Design Is a PMF Variable
Most B2C founders treat design as something you do after you've found product-market fit. Polish the rough edges, make it look nice, hire a proper designer. PMF first, design second.
This is backwards. For consumer products, design is one of the primary drivers of whether you find PMF at all. If users don't understand what your product does, if the first experience is confusing, if the core loop doesn't feel rewarding — they leave. And they don't come back.
What "Designing for PMF" Actually Means
It doesn't mean making things pretty. It means designing for retention, not just acquisition.
Every B2C product has a core loop — the set of actions that, when repeated, create the habit that sustains the product. PMF happens when that loop is compelling enough that users do it without being pushed.
Design's job is to make that loop as clear, as rewarding, and as low-friction as possible. That means:
- Reducing cognitive load at every step
- Making progress visible and satisfying
- Eliminating the moments where users wonder "what do I do next?"
- Building in the social and emotional signals that make the loop feel worth completing
How We Work With 0-1 Startups
At the pre-PMF stage, we don't start with visual design. We start with user research — not to build a spec, but to find the insight that drives the design direction.
What do users currently do to solve this problem? What do they love about it? What do they hate? Where does the current solution break down in a way that creates an opportunity?

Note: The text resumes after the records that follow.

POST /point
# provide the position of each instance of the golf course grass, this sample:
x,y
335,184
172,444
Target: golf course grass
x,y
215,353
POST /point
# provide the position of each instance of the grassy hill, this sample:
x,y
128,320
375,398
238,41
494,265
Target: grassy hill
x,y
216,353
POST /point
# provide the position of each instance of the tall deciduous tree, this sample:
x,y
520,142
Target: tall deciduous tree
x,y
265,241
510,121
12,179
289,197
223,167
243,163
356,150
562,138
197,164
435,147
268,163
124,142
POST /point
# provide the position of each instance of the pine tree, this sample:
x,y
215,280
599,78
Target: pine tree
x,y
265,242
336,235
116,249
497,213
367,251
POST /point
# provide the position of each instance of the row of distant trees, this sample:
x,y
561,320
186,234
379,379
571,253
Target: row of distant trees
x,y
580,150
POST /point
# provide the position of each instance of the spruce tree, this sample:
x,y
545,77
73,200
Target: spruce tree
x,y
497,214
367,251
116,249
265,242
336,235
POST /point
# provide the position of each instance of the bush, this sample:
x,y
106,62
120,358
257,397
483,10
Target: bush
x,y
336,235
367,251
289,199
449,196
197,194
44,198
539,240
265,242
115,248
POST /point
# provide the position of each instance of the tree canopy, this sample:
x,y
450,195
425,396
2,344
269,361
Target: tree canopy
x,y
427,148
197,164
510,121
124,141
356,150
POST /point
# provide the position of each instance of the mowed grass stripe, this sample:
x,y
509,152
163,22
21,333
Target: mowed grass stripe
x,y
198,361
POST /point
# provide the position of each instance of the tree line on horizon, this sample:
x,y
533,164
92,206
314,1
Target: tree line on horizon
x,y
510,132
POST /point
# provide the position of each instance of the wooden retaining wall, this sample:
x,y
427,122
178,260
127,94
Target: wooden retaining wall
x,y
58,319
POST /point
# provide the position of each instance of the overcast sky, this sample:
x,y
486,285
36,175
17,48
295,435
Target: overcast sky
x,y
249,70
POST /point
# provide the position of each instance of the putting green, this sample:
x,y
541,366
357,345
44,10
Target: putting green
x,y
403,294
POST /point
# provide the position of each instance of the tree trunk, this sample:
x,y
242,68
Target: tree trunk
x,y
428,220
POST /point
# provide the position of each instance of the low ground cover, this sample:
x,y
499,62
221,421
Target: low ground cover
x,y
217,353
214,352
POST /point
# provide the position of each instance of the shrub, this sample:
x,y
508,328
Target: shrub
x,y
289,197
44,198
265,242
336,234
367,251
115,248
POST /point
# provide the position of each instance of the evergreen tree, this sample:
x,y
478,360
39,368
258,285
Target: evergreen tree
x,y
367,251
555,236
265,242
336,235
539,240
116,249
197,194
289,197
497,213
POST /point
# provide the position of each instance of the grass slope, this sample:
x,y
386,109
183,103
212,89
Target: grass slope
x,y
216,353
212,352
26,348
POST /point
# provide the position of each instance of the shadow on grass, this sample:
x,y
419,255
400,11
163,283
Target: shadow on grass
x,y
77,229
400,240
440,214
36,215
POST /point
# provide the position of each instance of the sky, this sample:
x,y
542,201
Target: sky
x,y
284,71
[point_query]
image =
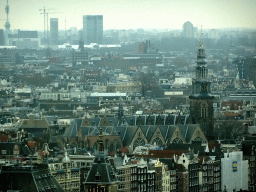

That insight shapes everything: the IA, the core loop design, the onboarding experience. Visual design is the last mile, not the first step.
The Metrics We Design For
We design around three metrics for pre-PMF products:
Day 7 retention — the most predictive metric of sustainable growth for consumer products. If users are still active a week after signup, you have something worth scaling.
Core loop completion rate — what % of new users complete the primary value-creating action in their first session?
Referral intent — do users want to share this with someone they know? If not, why not?
We build these metrics into our design review process and use them to prioritize iteration after launch.
The Result
Startups that treat design as a PMF variable find it faster. Not always — PMF is complex and design is only one factor. But it's a factor that's more in your control than most, and it's one that pays dividends at every subsequent stage.